"We, His Most Illustrious Long-eared Majesty Bunzees, Emperor of All Bunnies, Lord of Coneys, Master of Adorable Little Snuffing Noses, doth declare upon this day that, having heard the cause of the rabbit who is calledeth by the name of Snowball, we do hereby granteth his request, ere his incessant ramblings and demands, pressing upon our sane mind, causeth it to go, as his hath heretofore, nuts.

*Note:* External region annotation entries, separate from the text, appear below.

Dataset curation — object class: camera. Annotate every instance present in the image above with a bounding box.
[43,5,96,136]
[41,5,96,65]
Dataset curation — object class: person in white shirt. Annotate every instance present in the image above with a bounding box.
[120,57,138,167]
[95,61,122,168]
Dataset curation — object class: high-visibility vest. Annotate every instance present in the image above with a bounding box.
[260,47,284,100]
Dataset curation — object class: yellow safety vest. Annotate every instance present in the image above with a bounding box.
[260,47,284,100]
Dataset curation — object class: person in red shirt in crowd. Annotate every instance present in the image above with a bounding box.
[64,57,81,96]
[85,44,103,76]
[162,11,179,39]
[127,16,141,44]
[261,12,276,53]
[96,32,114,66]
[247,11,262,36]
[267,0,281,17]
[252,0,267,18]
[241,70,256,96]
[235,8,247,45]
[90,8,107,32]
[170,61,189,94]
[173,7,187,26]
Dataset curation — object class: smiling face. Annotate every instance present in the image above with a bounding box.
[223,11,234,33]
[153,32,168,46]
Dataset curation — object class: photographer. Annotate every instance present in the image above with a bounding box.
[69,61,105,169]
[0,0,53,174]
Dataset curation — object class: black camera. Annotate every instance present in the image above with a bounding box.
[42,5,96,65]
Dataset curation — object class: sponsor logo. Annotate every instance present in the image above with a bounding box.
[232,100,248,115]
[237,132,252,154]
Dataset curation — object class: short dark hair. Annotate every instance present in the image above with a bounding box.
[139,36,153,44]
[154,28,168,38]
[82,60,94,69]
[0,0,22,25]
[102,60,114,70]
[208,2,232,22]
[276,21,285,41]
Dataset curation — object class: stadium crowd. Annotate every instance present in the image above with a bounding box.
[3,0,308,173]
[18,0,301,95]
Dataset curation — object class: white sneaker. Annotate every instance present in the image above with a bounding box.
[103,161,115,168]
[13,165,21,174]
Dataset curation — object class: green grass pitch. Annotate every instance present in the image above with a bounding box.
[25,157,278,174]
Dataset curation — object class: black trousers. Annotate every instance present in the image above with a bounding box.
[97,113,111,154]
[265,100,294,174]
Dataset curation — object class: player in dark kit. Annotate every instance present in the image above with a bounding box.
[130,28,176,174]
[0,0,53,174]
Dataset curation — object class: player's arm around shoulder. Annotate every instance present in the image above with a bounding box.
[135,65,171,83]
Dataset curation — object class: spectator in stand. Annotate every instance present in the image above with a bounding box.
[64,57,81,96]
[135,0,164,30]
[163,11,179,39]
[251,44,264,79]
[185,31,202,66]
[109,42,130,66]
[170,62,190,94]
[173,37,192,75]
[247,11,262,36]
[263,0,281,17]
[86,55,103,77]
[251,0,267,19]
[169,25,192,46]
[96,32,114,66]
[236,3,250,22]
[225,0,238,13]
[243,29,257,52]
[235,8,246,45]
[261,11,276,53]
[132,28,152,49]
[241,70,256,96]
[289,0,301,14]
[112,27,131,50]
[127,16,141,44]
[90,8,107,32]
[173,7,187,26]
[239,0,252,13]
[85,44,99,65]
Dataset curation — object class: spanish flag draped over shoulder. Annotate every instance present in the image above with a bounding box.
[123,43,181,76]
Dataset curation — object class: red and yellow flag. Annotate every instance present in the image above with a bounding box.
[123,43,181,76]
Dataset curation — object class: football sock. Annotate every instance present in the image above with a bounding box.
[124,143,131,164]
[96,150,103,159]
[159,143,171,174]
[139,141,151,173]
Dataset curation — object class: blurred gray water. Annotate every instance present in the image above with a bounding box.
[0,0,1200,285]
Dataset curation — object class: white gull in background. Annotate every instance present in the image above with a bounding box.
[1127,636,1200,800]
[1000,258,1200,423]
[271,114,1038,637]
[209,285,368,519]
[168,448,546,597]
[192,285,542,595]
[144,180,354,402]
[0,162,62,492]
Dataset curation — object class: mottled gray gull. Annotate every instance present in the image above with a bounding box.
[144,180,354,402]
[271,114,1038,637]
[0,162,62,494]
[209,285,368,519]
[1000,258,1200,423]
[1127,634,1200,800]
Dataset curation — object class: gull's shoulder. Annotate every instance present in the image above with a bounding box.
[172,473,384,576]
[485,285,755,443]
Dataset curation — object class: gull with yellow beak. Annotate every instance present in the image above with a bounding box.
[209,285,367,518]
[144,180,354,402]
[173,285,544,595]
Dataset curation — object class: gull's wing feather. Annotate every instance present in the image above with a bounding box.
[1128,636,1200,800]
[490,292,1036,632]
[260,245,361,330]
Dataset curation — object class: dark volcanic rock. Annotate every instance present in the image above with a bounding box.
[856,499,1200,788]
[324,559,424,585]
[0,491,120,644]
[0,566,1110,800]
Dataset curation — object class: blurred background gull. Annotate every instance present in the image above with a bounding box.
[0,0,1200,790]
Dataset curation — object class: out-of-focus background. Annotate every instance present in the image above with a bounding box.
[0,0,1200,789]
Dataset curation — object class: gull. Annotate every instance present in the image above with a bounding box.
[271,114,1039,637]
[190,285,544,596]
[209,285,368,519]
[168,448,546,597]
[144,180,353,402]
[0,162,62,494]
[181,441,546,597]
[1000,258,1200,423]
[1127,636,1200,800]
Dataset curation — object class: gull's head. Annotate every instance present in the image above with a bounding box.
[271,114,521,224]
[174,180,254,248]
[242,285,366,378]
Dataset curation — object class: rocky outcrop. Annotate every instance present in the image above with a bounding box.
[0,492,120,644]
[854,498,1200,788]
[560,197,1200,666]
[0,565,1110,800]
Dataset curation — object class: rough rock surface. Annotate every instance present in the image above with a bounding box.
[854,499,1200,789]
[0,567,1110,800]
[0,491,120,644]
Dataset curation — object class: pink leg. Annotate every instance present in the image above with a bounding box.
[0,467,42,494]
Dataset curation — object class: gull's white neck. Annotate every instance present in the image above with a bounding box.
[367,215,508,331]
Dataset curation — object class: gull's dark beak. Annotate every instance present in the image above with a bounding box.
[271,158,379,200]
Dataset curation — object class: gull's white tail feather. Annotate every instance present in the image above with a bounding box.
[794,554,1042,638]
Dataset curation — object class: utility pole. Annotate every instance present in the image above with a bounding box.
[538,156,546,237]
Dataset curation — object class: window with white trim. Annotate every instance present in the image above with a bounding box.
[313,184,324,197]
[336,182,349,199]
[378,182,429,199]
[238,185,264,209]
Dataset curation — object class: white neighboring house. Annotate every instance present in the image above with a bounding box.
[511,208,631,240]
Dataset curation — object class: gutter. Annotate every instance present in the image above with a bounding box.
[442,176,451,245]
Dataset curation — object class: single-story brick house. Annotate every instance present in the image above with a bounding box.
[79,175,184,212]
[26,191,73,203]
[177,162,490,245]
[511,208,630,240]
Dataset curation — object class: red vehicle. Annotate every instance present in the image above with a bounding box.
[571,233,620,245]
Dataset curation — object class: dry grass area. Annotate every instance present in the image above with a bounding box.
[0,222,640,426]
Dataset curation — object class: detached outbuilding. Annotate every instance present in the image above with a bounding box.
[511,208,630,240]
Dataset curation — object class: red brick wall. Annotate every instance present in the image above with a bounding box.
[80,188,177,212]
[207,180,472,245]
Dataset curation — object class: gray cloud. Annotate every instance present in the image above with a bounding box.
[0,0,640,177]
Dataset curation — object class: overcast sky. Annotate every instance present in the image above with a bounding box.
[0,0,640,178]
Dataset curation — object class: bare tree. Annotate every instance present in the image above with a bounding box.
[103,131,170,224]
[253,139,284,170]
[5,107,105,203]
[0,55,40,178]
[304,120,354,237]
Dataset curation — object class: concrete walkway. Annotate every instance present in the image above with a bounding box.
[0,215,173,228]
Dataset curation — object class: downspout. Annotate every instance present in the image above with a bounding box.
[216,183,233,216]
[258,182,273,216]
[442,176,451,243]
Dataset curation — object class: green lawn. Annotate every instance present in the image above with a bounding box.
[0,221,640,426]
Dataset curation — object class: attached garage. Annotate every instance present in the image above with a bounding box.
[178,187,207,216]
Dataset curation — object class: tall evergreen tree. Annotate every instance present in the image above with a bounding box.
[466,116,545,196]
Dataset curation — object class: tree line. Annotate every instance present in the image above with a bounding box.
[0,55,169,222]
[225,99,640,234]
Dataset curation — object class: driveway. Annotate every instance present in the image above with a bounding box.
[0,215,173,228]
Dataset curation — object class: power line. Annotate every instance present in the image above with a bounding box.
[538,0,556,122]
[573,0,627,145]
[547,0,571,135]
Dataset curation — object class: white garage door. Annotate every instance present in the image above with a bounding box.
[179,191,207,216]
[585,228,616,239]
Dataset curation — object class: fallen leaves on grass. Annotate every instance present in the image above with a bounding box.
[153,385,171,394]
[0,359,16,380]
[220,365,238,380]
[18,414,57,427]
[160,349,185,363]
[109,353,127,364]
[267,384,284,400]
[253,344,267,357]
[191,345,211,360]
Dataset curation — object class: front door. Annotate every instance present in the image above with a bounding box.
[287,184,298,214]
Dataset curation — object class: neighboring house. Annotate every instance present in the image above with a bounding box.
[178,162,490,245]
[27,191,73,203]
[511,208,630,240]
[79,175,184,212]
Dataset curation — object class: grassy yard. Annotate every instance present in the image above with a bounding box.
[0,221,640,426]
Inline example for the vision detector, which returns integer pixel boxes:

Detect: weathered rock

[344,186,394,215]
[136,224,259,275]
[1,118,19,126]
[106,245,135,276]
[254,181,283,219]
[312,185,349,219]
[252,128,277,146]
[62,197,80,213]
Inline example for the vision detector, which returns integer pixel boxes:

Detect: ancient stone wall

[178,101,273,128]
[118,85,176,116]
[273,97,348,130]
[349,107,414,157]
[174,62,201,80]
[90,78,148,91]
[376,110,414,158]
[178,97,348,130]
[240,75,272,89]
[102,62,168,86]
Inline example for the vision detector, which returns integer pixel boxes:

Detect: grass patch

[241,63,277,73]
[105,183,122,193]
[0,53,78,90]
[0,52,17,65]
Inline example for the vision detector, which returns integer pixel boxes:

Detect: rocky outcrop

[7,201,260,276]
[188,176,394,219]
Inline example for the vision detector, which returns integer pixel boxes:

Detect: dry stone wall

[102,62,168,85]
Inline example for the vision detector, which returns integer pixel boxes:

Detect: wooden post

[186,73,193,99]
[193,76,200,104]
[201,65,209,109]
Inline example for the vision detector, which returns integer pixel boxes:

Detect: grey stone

For our infamous, and famous, subject Snowball is not so well knowneth for naught. Upon this glorious planet of bunny civilization there is none who can, as he doth, so constantly and, yea, endlessly quoth on all manner of things, the like of which we, the Imperial Majesty, wisheth not to hear, for, as ye, the good people of this good empire knoweth, His Majesty is most busyeth with most important matters, for His Majesty doth loveth most royally all his subjects and careth (as ceaselessly as the chatter of Snowball) for them all.
Thus, so that we, the Emperor, may returneth to such matters as calleth our most nearly indomitable attention, we hereby granteth that which Snowball hath requested of us. And that which Snowball hath requestedeth of us is this: that this blog, which thou, weary traveller, doth now in thy idleness and by Fate drift upon most languidly, yet most fortuitously, this selfsame blog we, in our most Imperious Long-eared Power, do take into our own paws, that we may, in keeping with our resolve, granteth it unto the paws of the aforementioned Snowball.
With all the solemnity of Our Royal Whiskers, we do giveth this blog unto the possession of Snowball in perpetuity.
His Most Illustrious Long-eared Majesty Bunzees, Emperor of All Bunnies, Lord of Coneys, Master of Adorable Little Snuffing Noses, Lover of Those Nice Orange Vegetables, Glorious Muncher of Grass, Wielder of the Cutest Face Ever, He Who in His Spare Time Doth Be a Ninja Warrior, He Who Hath Mastery Over a Planet, He Who Doth Adore Scratches Between the Ears Most Imperiously, etc."